The intelligent thing about assert_test as can be
seen from the above example, is that it constructs an error message
which tells you the text of the assertion that failed: ((A + B)
== (B + 2)). It also tells you the arguments to the testing
function in both raw and evaluated form: (A + B) --> 3
and (B + 2) --> 4
The macro definition is not trivial, but the code is given here. You don't really need to understand how it works in order to use it.
;; ARGUMENTS:
;; expr - an expression to evaluate, asserting that it does not return nil
;; ?ident ident - specifies an optional identifier which will be printed with [%L] in
;; the output if the assertion fails. This will help you identify the
;; exact assertion that failed when scanning a testing log file.
;; printf_style_args - additional printed information which will be output if the
;; assertion fails.
(defmacro assert_test (expr @key ident @rest printf_style_args)
(if (atom expr)
`(assert ,expr)
(let ((extra (if printf_style_args
`(strcat "\n" (sprintf nil ,@printf_style_args))"")))
(destructuringBind (operator @rest operands) expr
(letseq ((vars (foreach mapcar _operand operands
(gensym)))
(bindings (foreach mapcar (var operand) vars operands
(list var operand)))
(assertion `(,operator ,@vars))
(errors (foreach mapcar (var operand) vars operands
`(sprintf nil "%L\n --> %L" ',operand ,var))))
`(let ,bindings
(unless ,assertion
(error "%s%s%s"
(if ',ident
(sprintf nil "[%L] " ,ident)"")
(buildString (list ,@errors
(sprintf nil "FAILED ASSERTION: %L" ',expr))"\n")
,extra))))))))The assert_fails macro
With the assertion macros presented above you can pretty robustly make
assertions about the return values of functions. A limitation,
however, is you cannot easily make assertions about the corner cases
where your function triggers an error. The following macro,assert_fails, provides the ability to assert that an
expression triggers an error. For example, thesort_case_independent function defined above will fail,
triggering an error, if given a list containing a non-string.

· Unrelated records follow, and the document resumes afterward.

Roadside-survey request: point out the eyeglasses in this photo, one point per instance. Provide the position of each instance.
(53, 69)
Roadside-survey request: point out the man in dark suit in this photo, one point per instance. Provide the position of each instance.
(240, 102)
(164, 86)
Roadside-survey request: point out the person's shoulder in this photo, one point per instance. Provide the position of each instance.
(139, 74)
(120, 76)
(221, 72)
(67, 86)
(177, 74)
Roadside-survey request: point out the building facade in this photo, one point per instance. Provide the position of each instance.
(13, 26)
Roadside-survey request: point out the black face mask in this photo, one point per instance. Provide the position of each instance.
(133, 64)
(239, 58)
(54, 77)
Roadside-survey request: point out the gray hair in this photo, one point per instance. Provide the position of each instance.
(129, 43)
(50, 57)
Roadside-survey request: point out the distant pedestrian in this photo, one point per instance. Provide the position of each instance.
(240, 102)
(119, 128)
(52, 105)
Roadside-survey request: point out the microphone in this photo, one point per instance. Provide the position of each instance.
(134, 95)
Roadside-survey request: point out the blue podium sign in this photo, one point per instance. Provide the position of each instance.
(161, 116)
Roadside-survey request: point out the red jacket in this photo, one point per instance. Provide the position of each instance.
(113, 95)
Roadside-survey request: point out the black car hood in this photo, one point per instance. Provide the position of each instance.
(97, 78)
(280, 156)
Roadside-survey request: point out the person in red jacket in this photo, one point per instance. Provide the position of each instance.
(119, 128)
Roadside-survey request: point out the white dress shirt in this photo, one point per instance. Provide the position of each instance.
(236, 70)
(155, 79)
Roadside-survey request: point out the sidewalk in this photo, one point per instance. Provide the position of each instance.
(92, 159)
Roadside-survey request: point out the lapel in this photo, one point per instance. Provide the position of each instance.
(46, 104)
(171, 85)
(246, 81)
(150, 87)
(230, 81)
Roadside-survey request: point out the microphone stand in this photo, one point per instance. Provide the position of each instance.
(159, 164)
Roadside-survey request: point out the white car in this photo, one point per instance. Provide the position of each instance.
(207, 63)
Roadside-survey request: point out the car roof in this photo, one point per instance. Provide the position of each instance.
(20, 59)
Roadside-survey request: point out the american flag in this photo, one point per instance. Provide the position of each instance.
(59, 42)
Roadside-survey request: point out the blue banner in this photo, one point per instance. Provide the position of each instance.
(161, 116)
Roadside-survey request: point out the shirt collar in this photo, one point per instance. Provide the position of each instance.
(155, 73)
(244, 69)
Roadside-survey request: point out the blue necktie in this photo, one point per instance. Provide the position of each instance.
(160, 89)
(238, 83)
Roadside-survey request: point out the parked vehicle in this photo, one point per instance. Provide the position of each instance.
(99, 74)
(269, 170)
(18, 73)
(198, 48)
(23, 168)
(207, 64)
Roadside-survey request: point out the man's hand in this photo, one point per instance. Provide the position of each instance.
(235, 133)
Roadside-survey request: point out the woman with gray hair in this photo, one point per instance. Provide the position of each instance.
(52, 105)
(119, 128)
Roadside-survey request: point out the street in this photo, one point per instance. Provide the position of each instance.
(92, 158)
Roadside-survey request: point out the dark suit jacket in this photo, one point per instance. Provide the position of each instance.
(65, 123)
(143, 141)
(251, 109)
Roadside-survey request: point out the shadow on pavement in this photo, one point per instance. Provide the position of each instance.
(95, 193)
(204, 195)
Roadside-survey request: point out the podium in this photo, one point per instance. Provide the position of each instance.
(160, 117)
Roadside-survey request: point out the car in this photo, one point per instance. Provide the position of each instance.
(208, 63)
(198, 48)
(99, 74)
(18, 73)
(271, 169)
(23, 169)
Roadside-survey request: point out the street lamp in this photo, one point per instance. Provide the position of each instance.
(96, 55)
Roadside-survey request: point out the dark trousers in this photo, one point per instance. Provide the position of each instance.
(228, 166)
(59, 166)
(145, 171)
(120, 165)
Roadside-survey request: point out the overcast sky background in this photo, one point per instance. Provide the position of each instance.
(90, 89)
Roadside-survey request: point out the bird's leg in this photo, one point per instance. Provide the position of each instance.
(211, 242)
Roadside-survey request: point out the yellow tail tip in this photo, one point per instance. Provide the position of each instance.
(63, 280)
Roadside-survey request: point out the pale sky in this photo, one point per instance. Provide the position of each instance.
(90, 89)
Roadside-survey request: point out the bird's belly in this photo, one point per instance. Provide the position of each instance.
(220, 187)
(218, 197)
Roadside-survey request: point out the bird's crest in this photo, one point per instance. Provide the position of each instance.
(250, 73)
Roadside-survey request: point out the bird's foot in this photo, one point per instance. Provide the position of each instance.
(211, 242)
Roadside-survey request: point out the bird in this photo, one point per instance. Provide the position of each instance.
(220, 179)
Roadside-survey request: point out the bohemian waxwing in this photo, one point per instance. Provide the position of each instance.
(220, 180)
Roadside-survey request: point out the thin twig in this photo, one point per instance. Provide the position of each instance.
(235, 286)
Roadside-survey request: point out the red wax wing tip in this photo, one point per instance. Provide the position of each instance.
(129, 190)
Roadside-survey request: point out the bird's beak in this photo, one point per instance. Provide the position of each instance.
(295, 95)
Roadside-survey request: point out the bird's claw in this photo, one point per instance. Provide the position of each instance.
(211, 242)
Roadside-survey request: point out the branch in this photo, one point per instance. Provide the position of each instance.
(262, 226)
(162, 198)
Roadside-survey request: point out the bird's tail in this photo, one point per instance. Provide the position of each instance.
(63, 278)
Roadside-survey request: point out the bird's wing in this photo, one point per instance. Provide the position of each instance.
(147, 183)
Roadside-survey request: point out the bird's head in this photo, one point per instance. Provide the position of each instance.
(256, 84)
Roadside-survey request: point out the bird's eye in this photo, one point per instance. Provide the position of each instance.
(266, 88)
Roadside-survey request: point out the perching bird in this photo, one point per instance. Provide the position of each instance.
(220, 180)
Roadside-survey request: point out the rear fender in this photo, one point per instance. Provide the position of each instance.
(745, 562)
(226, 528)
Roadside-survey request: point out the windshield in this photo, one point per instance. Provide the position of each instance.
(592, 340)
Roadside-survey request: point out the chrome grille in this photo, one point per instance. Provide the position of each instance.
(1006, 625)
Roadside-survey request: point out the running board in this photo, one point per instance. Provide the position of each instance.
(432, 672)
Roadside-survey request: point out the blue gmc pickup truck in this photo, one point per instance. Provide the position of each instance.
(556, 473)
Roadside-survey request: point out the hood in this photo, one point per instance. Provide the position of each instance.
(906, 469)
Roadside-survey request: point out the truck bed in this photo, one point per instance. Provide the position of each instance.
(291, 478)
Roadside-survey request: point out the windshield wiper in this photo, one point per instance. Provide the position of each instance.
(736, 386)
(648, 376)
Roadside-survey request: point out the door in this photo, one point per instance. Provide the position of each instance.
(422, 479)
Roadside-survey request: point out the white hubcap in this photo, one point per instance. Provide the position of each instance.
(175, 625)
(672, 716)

CIW> (sort_case_independent '("a" "b" 42 "c" "d"))*Error* lowerCase: argument #1 should be either a string or a symbol (type template = "S") at line 112 of file "*ciwInPort*" - 42<<< Stack Trace >>>
lowerCase(w2)
alphalessp(lowerCase(w1) lowerCase(w2))
funobj@0x2cac49a8("a" 42)
sort(words lambda((w1 w2) alphalessp(lowerCase(w1) lowerCase(w2))))
sort_case_independent('("a" "b"))You could fix this by enhancing the function to do something reasonable in such a situation. Or you could simply document the limitation, in which case you might want to extend the in-line test cases as well.
(assert_fails (sort_case_independent '("a" "b" 42 "c" "d")))
Here is an implementation of such a assert_fails macro.
(defmacro assert_fails (expression) `(assert (not (errset ,expression))"EXPECTING FAILURE: %L\n"',expression))
Summary
In this article we looked at theassert macro, which is
probably in the version of Virtuoso or Allegro you are using, and if
not you can easily define it yourself. We also looked
at assert_test and assert_fails which you
can define yourself. You can use these three macros to easily improve
the robustness of your SKILL programs.